Professionals on the PGA Tour have seen a near 25-yard increase in average drives over a decade. Driver and ball technology have combined to make this possible. Powerful golfers are now able to hit driver and a wedge to many average golf holes that an amateur might find very challenging. Light rough is hardly the penalty it used to be due to groove technology, the new physics of energy transfer from club to ball, and the ability of new golf balls to minimize the impact of off-center and less-than-optimal contact. Wedge technology has made bunker shots routine and almost preferable to chipping around the greens for many professionals. In short, technology has allowed the strongest of golfers to be able to make mockeries of once-venerable golf courses.

In response, tournament organizers and sponsors have often conspired to doctor up (and potentially ruin) many courses in an attempt to maintain some level of difficulty in the professional game. Major championships have become boring, painful marches all in the name of trying to keep par in check.

Manufacturers have responded in many ways to deflect blame for this problem being focused on them. They have claimed that it is better golf course agronomy, including seeding and grass choices, that has contributed most to the dramatic alteration in the way the professional game is played. Many golf manufacturers would even go so far to tell you that what is happening with golf technology and its impact on many golf courses is just a part of the natural evolution of the game.
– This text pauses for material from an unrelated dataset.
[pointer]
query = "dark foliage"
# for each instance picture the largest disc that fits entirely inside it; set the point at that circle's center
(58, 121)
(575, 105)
There is a counterattack to that perspective, though, and it seems to be growing in strength. Passionate conventionalists are lobbying in the media and in private for increased regulation of the same golf technology that equipment manufacturers tells golfers will improve their games. Rolling back the potential of technology, they argue, would bridge the gap between professional and amateur golf, align golf strategy to its more classical roots, and increase general interest in the sport by golfers and casual fans. That debate is still being waged and there appears to be no resolution in sight. Any answer, though, will have to address the burning desire of golfers to improve and their perception that technology will help, the problems facing courses and players at the professional level, and the bottom lines of industry players.

Creating a Global Professional Game?

While the professional tours and golf's governing bodies cannot seem to answer how it will respond to technology yet, the PGA Tour has been attending to other business. The PGA Tour is slowly closing the door on the global experiment that was supposed to be the World Golf Championships — even in the face of data that suggests the game is dramatically growing in China and India. Initially, the WGC was billed as golf's only global series of tournaments. Even if that tag line was a cover-up for the tournaments being guaranteed paydays for the best on Tour, at least the WGC held several of its events overseas. As recently as last season, the WGC American Express Championship was held just outside of London, England at an up-and-coming venue called the Grove.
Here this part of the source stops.